Le consortium bancaire européen Qivalis a trouvé un partenaire clé pour sa stablecoin en euros. Les douze banques derrière le projet ont choisi Fireblocks pour émettre et gérer la monnaie numérique. Cela devrait conduire, dans la seconde moitié de 2026, au lancement d’une alternative sérieuse aux stablecoins dominés par le dollar.
Un spécialiste américain fournit l’infrastructure
Fireblocks fournira l’infrastructure technique de la stablecoin de Qivalis. Cette entreprise américaine, spécialisée dans la conservation et le traitement d’actifs numériques pour les institutions financières, sera responsable de l’émission, de la distribution et de la gestion de la monnaie en euros.
La stablecoin est une monnaie numérique adossée un à un à l’euro. Pour chaque jeton émis par Qivalis, il y a un véritable euro en réserve, garantissant ainsi la stabilité de sa valeur, contrairement par exemple au Bitcoin (BTC) ou à l’Ethereum (ETH).
Le lancement est prévu pour la deuxième moitié de 2026 et dépend de l’approbation de la Banque centrale des Pays-Bas (DNB). Qivalis est basé à Amsterdam et est soumis à la réglementation MiCA de l’Union européenne, qui encadre le marché des cryptomonnaies au sein de l’UE.
Douze banques, une seule monnaie
Le consortium regroupe douze poids lourds du secteur bancaire européen : Banca Sella, BBVA, BNP Paribas, CaixaBank, Danske Bank, DekaBank, DZ BANK, ING, KBC, Raiffeisen Bank International, SEB et UniCredit. BBVA a rejoint le projet en février dernier.
Michael Shaulov, PDG de Fireblocks, a déclaré que « Qivalis démontre comment de grandes institutions financières peuvent collaborer pour lancer une stablecoin adossée à l’euro conforme aux régulations, avec une infrastructure prête pour la production ».
La monnaie est principalement destinée à un usage professionnel, comme les paiements interbancaires, le règlement des transactions commerciales et l’échange d’actifs tokenisés (des actifs traditionnels tels que des actions ou des obligations enregistrés sur une blockchain).

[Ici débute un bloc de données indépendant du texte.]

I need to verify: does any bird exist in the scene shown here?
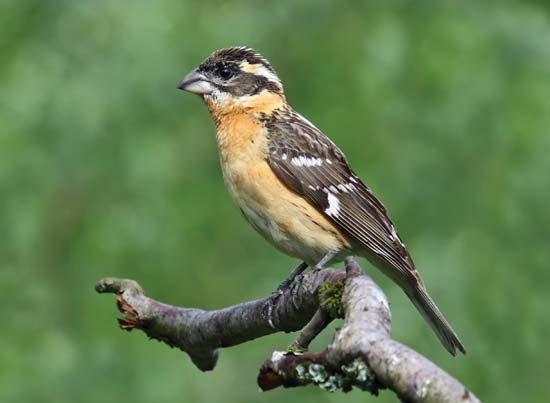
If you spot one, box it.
[178,46,466,356]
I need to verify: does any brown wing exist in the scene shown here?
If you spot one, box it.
[265,110,414,275]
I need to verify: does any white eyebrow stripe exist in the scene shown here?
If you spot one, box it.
[290,155,323,167]
[256,65,281,84]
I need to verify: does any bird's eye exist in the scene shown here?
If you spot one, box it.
[218,66,233,80]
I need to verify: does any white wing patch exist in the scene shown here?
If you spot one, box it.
[325,192,340,217]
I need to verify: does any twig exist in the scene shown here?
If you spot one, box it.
[96,259,479,402]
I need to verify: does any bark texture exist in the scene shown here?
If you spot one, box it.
[96,258,479,402]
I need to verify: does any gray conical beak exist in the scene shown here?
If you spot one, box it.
[178,70,214,95]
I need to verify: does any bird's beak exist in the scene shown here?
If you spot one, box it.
[178,69,214,95]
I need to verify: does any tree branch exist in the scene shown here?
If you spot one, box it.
[96,258,479,402]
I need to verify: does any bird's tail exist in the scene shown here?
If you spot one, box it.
[404,284,466,355]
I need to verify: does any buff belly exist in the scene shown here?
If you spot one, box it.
[223,161,349,266]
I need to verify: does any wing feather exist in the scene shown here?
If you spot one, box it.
[265,109,415,275]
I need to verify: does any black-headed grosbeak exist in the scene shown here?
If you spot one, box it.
[178,47,465,355]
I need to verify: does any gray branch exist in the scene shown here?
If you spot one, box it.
[96,258,479,402]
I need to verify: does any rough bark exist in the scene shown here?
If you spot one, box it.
[96,259,479,402]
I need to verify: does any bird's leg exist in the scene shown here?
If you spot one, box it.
[273,262,307,294]
[312,250,338,271]
[267,262,308,329]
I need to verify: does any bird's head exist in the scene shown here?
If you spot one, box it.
[178,46,285,114]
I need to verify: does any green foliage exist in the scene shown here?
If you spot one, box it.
[0,0,550,403]
[319,280,346,319]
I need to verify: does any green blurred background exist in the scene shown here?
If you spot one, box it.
[0,0,550,403]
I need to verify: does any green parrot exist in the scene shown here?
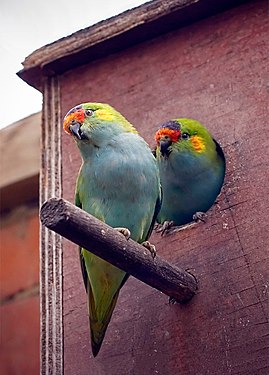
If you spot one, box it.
[155,118,225,233]
[63,103,160,357]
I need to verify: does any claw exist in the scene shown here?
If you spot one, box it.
[141,241,157,259]
[114,227,131,240]
[192,211,207,223]
[155,221,174,236]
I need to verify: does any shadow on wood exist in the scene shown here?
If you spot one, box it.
[40,198,197,303]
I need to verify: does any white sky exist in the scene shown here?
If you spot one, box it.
[0,0,146,128]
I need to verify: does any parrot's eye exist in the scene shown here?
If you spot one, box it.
[181,133,190,139]
[85,109,93,117]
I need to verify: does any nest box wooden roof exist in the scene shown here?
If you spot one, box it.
[18,0,247,91]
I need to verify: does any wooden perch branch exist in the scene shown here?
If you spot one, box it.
[40,198,197,303]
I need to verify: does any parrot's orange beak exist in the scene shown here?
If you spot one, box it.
[63,109,85,139]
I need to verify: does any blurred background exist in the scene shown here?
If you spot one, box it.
[0,0,145,375]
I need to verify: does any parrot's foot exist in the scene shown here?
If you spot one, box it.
[141,241,157,259]
[192,211,207,223]
[155,221,174,236]
[114,227,131,240]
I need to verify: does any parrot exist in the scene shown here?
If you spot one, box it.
[154,118,226,234]
[63,103,161,357]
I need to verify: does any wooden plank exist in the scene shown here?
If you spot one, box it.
[40,78,63,375]
[40,198,197,303]
[61,1,269,375]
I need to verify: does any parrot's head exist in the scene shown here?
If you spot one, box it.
[63,103,136,145]
[155,118,215,158]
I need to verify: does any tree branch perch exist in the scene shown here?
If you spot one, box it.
[40,198,197,303]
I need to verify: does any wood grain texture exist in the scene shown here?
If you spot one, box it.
[40,198,197,303]
[18,0,249,91]
[60,1,269,375]
[40,77,63,375]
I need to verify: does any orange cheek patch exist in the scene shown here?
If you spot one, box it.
[63,110,85,134]
[191,135,205,152]
[155,128,180,142]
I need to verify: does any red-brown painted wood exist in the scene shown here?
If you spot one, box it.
[60,1,269,375]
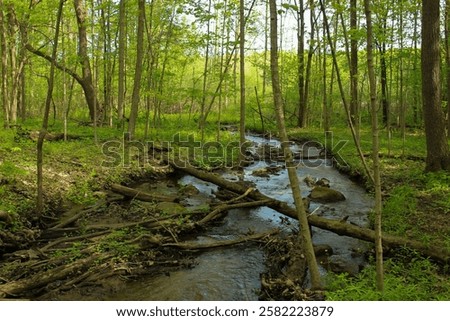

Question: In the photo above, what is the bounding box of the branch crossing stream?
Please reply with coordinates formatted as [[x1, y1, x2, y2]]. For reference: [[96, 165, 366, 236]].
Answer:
[[110, 135, 373, 301]]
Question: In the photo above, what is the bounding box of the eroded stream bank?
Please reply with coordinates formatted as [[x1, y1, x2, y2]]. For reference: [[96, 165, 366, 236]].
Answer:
[[0, 131, 371, 300], [110, 132, 373, 300]]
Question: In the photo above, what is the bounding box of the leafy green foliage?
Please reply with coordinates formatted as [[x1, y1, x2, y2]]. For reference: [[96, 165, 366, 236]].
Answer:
[[326, 253, 450, 301]]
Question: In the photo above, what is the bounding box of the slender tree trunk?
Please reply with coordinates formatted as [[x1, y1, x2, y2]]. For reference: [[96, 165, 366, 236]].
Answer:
[[421, 0, 450, 172], [445, 0, 450, 138], [239, 0, 245, 165], [322, 11, 330, 133], [36, 0, 65, 217], [350, 0, 359, 141], [128, 0, 145, 138], [0, 0, 10, 128], [364, 0, 384, 292], [297, 0, 306, 128], [320, 0, 374, 182], [269, 0, 322, 289], [199, 0, 212, 142], [117, 0, 126, 129], [412, 11, 420, 125]]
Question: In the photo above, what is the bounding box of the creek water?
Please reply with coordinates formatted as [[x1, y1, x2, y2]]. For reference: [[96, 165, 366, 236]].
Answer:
[[110, 135, 373, 301]]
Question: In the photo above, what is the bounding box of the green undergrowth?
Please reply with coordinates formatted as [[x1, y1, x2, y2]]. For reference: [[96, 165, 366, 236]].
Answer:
[[326, 250, 450, 301]]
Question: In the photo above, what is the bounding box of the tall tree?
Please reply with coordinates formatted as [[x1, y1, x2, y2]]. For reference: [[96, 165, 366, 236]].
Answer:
[[0, 0, 10, 128], [269, 0, 321, 289], [36, 0, 65, 216], [74, 0, 103, 122], [128, 0, 145, 138], [117, 0, 127, 129], [350, 0, 359, 141], [445, 0, 450, 138], [364, 0, 384, 292], [421, 0, 450, 171], [239, 0, 245, 164]]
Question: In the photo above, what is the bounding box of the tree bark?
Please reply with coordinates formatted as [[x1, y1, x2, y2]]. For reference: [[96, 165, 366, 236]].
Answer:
[[350, 0, 359, 141], [128, 0, 145, 138], [36, 0, 65, 216], [421, 0, 450, 172], [0, 0, 10, 128], [239, 0, 245, 164], [117, 0, 126, 129], [364, 0, 384, 292]]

Le dollar domine toujours le marché
L’Europe est loin derrière les États-Unis. Le marché mondial des stablecoins est évalué à environ 317 milliards de dollars, dont 99 % sont adossés au dollar.
Tether, avec son USDT, est de loin le leader, avec une capitalisation boursière d’environ 185 milliards de dollars. Circle suit en deuxième position avec l’USDC, qui vaut environ 77 milliards de dollars.
Les tokens adossés à l’euro ne s’en approchent même pas. L’offre totale se limite à environ 650 millions de dollars, soit moins d’un demi pour cent du marché total. Le plus populaire est l’EURC de Circle, qui ne vaut même pas 460 millions de dollars.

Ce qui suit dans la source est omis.